Ces ajustements portent sur la forme. Le prix, les conditions et ce qu’on s’engage à livrer ne changent pas d’un client à l’autre : c’est ce qui sépare l’adaptation du bonimenteur. La mise en pratique, situation par situation, est détaillée dans l’adaptation de son discours en rendez-vous.

Trois choses que l’outil ne fait pas

Il ne prédit pas qu’une vente se fera. Aucun profil ne corrèle avec un taux de signature. Les promesses chiffrées que l’on croise — « +30 % de conversion » — viennent de documents commerciaux d’éditeurs et ne sont vérifiables nulle part.

On ne fait pas passer de questionnaire à un client. Le profil d’un acheteur ne vous appartient pas et n’a pas à être demandé. Ce qui se pratique légitimement, c’est l’observation de ses propres échanges — et, à l’intérieur de l’équipe, des profils passés et restitués correctement.

Cela ne sert pas à recruter des commerciaux. Il n’existe pas de profil du bon vendeur : un questionnaire comportemental n’a aucune valeur prédictive de la réussite dans un poste. Il peut aider une prise de fonction, une fois la personne recrutée, jamais à décider de l’embauche. Ce que le résultat permet et ne permet pas est développé dans ce qu’un profil apporte à un commercial.

Pour qui encadre une équipe de vente

Le bénéfice change de nature. Il ne s’agit plus d’ajuster un entretien mais de donner un vocabulaire commun à la revue de portefeuille : dire « ce client a besoin des chiffres avant de s’engager, et nous l’avons relancé trois fois en dix jours » vaut mieux que « il traîne ». Cela vaut aussi pour la répartition des affaires à plusieurs interlocuteurs, et pour le débriefing d’un rendez-vous perdu. La conduite d’une équipe commerciale avec cette grille est traitée dans encadrer des vendeurs avec le DISC.

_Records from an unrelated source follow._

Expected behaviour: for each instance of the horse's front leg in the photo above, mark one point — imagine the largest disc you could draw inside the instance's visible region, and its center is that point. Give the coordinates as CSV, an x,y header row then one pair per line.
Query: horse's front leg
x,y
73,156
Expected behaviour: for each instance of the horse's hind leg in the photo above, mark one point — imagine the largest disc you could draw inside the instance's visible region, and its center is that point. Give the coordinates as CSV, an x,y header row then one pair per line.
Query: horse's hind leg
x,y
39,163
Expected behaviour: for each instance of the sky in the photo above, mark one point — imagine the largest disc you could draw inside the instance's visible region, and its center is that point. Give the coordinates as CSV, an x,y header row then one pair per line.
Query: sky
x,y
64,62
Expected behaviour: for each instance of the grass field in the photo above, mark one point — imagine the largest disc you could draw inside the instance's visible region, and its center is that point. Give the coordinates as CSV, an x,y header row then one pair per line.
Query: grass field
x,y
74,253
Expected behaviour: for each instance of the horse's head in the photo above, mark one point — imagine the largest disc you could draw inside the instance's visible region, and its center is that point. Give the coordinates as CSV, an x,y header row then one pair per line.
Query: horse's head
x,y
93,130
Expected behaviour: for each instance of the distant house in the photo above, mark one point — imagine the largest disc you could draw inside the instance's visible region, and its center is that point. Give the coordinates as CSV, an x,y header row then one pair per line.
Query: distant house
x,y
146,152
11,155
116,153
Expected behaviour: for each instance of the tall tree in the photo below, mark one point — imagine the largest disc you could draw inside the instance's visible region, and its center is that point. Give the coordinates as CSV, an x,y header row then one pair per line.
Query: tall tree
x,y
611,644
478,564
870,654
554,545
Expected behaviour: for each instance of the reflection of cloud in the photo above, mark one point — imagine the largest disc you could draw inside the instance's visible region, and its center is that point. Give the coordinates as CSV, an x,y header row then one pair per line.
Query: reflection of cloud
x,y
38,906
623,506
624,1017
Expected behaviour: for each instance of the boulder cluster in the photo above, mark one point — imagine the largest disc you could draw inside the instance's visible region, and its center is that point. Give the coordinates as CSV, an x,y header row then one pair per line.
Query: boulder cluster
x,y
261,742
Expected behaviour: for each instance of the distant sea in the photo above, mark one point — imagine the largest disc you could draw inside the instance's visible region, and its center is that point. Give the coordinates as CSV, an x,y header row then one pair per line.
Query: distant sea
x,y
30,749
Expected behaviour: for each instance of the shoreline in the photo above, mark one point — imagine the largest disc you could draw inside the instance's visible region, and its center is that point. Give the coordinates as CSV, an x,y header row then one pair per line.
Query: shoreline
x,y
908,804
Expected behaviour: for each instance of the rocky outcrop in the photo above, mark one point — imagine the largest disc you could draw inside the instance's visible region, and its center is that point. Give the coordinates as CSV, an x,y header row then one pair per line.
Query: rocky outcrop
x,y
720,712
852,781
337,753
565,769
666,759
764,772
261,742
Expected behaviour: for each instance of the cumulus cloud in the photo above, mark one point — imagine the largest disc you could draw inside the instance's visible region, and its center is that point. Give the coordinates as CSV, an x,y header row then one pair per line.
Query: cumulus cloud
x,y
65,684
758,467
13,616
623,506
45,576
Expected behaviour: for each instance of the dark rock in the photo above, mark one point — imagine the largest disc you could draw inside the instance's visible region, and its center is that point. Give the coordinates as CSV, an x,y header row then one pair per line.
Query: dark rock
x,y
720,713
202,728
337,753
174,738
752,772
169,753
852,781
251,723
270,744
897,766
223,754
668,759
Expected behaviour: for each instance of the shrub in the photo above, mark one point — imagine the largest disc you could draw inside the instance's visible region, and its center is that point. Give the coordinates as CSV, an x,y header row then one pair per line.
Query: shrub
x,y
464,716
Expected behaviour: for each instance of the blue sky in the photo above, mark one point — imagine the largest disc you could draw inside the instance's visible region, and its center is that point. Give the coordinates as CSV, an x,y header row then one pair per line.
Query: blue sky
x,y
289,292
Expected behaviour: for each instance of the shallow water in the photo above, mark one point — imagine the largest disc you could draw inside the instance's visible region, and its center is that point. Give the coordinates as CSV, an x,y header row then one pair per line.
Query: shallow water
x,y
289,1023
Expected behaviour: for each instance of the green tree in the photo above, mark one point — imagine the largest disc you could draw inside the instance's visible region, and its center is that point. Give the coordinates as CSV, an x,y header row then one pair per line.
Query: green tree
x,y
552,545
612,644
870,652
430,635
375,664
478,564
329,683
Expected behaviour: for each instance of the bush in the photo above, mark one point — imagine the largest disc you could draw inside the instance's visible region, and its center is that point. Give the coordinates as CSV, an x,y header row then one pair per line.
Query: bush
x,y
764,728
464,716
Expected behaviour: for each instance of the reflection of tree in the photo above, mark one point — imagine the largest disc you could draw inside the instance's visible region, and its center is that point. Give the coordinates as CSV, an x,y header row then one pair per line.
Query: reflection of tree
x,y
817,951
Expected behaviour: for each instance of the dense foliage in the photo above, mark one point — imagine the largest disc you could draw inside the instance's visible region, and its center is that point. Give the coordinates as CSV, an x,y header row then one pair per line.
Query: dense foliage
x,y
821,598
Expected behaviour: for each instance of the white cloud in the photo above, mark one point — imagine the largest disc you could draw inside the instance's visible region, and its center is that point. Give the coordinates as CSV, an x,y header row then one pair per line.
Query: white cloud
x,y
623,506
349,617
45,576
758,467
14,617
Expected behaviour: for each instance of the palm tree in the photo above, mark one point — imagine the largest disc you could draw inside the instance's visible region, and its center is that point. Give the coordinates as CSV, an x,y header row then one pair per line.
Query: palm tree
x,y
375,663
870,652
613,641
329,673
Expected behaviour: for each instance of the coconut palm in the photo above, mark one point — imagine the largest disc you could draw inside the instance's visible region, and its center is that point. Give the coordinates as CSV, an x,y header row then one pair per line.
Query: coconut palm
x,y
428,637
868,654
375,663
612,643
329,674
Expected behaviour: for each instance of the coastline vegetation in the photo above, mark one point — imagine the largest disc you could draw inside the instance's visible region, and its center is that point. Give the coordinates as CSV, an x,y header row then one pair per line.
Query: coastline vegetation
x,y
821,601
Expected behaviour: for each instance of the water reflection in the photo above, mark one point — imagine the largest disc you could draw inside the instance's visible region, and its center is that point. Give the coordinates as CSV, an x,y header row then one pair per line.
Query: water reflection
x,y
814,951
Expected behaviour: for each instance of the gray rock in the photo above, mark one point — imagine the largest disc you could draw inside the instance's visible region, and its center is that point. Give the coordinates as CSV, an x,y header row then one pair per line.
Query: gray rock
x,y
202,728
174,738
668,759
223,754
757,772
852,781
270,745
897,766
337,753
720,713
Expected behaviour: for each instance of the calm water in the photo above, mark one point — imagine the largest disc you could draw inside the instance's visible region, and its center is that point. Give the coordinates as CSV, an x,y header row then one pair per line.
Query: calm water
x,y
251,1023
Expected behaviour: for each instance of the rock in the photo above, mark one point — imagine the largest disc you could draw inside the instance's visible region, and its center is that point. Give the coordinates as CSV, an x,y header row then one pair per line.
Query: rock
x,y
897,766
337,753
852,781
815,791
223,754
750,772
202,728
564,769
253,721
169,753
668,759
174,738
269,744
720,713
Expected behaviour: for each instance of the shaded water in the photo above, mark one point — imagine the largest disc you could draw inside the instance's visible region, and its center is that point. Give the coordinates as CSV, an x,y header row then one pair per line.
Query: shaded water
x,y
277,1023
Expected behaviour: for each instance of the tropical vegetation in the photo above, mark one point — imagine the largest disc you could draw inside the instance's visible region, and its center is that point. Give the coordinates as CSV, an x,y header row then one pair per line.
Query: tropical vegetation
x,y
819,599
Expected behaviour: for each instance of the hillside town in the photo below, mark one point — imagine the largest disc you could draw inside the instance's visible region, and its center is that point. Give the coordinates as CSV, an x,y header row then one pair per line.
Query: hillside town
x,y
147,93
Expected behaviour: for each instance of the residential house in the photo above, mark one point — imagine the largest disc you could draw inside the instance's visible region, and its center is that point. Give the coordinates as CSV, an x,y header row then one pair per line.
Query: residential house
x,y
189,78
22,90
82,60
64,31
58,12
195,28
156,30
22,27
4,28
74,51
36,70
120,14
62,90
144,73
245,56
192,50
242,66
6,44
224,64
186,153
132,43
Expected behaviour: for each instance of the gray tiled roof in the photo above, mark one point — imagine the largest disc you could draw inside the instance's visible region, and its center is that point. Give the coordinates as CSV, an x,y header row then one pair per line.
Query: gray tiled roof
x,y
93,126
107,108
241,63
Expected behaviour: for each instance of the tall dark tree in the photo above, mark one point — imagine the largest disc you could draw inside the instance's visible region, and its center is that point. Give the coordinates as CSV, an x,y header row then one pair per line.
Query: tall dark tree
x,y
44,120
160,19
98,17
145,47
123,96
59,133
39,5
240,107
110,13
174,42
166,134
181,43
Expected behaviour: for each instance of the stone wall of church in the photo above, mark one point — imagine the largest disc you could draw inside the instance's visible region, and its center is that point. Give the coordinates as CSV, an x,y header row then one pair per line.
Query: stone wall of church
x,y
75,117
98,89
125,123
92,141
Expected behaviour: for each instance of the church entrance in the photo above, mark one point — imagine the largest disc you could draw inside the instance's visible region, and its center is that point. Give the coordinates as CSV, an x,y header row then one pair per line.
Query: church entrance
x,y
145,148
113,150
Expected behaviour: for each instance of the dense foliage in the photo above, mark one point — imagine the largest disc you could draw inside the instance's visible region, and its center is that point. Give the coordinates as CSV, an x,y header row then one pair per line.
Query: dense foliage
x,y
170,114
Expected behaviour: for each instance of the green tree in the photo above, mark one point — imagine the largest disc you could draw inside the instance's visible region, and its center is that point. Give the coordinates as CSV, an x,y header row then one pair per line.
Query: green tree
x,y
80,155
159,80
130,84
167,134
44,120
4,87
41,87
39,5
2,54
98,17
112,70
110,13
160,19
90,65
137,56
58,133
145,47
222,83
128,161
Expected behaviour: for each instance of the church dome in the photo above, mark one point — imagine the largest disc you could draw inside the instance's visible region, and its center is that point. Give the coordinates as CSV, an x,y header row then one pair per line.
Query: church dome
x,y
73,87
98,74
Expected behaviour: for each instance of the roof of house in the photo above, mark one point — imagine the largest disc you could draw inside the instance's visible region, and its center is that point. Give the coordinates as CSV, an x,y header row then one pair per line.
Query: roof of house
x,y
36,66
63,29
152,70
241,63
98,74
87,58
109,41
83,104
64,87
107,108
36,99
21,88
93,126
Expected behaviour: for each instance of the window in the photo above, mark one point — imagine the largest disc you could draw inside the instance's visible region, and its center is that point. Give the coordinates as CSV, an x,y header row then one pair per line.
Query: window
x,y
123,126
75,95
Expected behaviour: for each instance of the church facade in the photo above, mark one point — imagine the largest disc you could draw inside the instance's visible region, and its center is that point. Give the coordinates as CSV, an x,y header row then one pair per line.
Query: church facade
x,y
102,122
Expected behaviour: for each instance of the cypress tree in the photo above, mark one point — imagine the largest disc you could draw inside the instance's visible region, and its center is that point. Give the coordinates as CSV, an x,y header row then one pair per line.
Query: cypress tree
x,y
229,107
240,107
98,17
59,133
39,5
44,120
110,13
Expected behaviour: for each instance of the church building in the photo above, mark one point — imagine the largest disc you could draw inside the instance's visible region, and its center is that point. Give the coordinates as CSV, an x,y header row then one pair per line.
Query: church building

Un point de vigilance, en Suisse romande comme ailleurs : dans une PME où la décision se prend à trois ou quatre autour d’une table, le profil de l’interlocuteur principal ne dit rien de celui qui tranchera réellement. Repérer qui pose les questions de détail en dit souvent plus long que le titre sur la carte de visite.

Par où commencer

Sans rien acheter : reprendre trois affaires perdues des six derniers mois et se demander, pour chacune, si le client a eu ce dont il avait besoin pour décider — le chiffre, le délai, la garantie, la preuve que d’autres l’avaient fait avant lui. C’est un exercice d’une heure, et il produit souvent la même conclusion : ce qui manquait n’était pas un argument de plus, c’était un argument d’une autre nature.

La formation vient après, quand l’équipe veut partager le même langage ; ce qu’elle change concrètement est décrit dans former une équipe commerciale à lire ses clients. Et pour qui veut d’abord comprendre le modèle lui-même, ses quatre dimensions et ses limites, la lecture d’un profil y est reprise pas à pas, du point de vue de l’encadrement plutôt que de la vente.